In the method for automatically adjusting a specific sound source described in item 1 of the scope of patent application, the number of the at least one specific direction sub-signal is two.

For example, the method for automatically adjusting a specific sound source described in the first item of the scope of patent application further includes: if the number of sound sources of the specific direction sub-signal is greater than or equal to two, then a frequency band sparse characteristic analysis procedure is performed on the specific direction sub-signal (SCA), an independent component analysis program (ICA), or a non-negative matrix factorization program.

For example, the method for automatically adjusting a specific sound source as described in item 1 of the scope of the patent application further includes: if the number of sound sources of the original sound signal is equal to one, the sound source adjustment procedure is performed.
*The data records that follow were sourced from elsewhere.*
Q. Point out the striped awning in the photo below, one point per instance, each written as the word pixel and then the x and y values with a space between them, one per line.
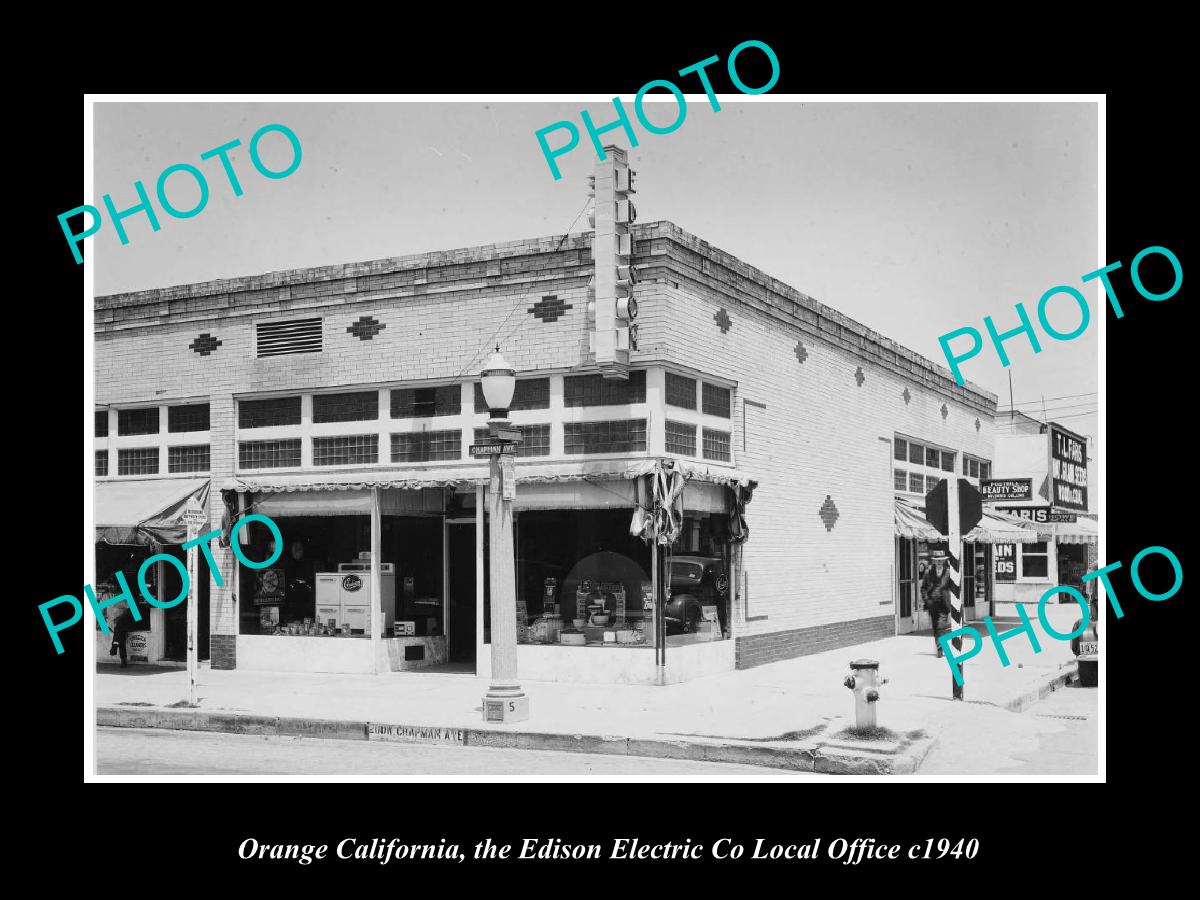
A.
pixel 993 528
pixel 475 474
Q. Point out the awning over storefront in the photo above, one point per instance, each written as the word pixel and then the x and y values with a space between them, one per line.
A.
pixel 993 528
pixel 1083 531
pixel 455 475
pixel 147 511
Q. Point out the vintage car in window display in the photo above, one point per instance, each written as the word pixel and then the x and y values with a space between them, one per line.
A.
pixel 697 582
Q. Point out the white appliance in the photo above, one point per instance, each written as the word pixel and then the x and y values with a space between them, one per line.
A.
pixel 346 595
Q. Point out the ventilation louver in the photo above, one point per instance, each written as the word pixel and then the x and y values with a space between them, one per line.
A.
pixel 283 337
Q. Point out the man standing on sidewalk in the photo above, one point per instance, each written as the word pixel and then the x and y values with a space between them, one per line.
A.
pixel 935 587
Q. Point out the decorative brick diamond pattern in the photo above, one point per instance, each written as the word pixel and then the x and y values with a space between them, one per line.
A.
pixel 550 309
pixel 366 328
pixel 204 345
pixel 828 513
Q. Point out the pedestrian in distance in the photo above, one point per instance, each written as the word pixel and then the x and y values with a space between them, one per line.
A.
pixel 121 629
pixel 935 587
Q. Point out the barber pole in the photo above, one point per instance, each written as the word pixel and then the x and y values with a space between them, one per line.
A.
pixel 954 507
pixel 954 551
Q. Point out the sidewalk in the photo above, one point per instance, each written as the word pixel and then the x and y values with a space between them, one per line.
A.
pixel 783 714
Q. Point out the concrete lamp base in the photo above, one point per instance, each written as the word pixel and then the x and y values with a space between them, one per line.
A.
pixel 509 708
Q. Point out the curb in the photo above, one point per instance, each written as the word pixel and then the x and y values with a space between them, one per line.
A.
pixel 797 756
pixel 1019 705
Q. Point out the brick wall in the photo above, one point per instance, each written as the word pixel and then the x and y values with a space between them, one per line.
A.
pixel 833 390
pixel 773 647
pixel 222 651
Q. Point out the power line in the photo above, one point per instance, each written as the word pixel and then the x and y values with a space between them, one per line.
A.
pixel 521 299
pixel 1038 400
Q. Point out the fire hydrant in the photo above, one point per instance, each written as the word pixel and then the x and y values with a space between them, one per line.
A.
pixel 864 681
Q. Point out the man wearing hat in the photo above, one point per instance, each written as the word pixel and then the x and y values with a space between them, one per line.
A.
pixel 935 587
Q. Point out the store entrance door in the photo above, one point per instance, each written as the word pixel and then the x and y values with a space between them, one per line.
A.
pixel 461 589
pixel 906 587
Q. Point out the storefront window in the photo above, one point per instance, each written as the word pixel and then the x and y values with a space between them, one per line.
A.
pixel 269 454
pixel 581 579
pixel 1035 561
pixel 360 406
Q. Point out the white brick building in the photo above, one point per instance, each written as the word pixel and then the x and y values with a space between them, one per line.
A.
pixel 799 399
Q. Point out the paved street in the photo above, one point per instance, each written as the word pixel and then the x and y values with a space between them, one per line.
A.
pixel 151 751
pixel 1056 736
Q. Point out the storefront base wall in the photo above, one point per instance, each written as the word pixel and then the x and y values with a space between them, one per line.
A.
pixel 613 665
pixel 223 651
pixel 772 647
pixel 339 655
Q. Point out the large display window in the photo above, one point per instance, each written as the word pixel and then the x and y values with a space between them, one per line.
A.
pixel 321 585
pixel 582 579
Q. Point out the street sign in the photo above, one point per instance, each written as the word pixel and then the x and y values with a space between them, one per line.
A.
pixel 1006 489
pixel 509 471
pixel 504 432
pixel 492 447
pixel 970 507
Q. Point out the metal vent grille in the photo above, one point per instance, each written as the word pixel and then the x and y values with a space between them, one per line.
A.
pixel 283 337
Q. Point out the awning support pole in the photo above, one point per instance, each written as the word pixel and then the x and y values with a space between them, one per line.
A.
pixel 376 586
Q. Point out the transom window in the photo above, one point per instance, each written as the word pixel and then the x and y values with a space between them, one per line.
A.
pixel 269 454
pixel 138 461
pixel 425 445
pixel 599 391
pixel 717 444
pixel 357 407
pixel 717 400
pixel 682 436
pixel 682 393
pixel 268 413
pixel 193 417
pixel 137 421
pixel 346 450
pixel 529 394
pixel 426 402
pixel 611 437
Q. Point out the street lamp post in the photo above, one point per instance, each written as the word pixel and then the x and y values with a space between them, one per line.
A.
pixel 504 701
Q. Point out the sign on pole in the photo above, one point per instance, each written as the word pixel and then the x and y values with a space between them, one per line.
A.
pixel 1006 489
pixel 492 448
pixel 195 519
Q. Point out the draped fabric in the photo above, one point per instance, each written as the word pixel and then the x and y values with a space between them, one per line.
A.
pixel 229 501
pixel 738 497
pixel 147 513
pixel 659 511
pixel 669 484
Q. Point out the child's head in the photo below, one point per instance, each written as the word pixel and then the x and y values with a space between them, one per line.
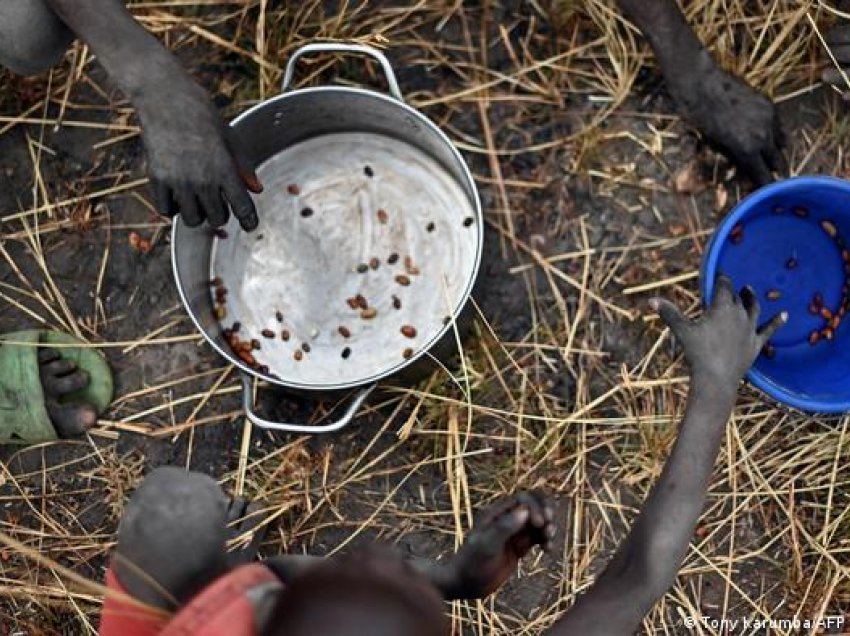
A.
pixel 367 592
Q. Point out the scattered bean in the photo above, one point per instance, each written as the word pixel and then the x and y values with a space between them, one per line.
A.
pixel 829 228
pixel 247 358
pixel 409 267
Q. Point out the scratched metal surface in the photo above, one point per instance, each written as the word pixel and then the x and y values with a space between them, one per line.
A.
pixel 305 265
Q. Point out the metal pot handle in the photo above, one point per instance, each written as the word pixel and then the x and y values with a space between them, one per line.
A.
pixel 248 404
pixel 333 47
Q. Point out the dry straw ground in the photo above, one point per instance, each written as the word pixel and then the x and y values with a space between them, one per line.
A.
pixel 567 382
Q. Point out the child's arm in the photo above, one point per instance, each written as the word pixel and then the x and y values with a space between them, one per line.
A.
pixel 734 116
pixel 501 537
pixel 195 166
pixel 720 348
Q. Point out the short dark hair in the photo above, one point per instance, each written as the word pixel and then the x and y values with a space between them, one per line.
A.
pixel 367 592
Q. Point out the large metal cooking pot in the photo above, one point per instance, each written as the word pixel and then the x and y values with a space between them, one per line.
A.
pixel 361 193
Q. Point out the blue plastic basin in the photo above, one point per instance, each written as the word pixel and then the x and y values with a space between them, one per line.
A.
pixel 782 245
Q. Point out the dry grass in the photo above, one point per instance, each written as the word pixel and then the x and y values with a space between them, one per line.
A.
pixel 576 167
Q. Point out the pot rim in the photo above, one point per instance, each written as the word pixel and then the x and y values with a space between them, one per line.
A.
pixel 459 306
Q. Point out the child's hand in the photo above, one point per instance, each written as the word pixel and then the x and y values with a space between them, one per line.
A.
pixel 722 344
pixel 503 535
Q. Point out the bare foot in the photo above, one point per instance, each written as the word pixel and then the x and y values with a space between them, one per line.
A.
pixel 61 377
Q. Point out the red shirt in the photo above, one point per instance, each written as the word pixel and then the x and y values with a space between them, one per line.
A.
pixel 226 607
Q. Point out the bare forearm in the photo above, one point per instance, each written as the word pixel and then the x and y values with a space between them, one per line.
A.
pixel 133 58
pixel 647 560
pixel 678 51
An electronic device for automatically adjusting a specific sound source, comprising: a first audio recognition unit for performing a probability recognition procedure for a plurality of specific sound sources on an original sound signal; and a first multi-sound source judging unit based on The result of the probability identification procedure of the original sound signal is to determine the number of sound sources of the original sound signal; a directivity analysis unit, if the number of sound sources of the original sound signal is greater than or equal to two, the directivity analysis unit The original sound signal is subjected to a directional analysis process; a directional separation unit is used to separate at least one specific direction sub-signal according to the result of the direction analysis procedure of the original sound signal; a second audio recognition unit is used to The specific direction sub-signal performs the probability identification process of the specific sound sources; a second multi-sound source determination unit is used to determine the sound of the specific direction sub-signal according to the result of the probability identification process of the specific direction sub-signal The number of sources; and an audio adjustment unit, if the number of sound sources of the specific direction sub-signal is equal to one, the audio adjustment unit performs a sound source adjustment procedure; If the largest of the plurality of sound source probability values is between an upper threshold and a lower threshold, the first multiple sound source determining unit determines that the number of sound sources of the original sound signal is greater than or equal to two.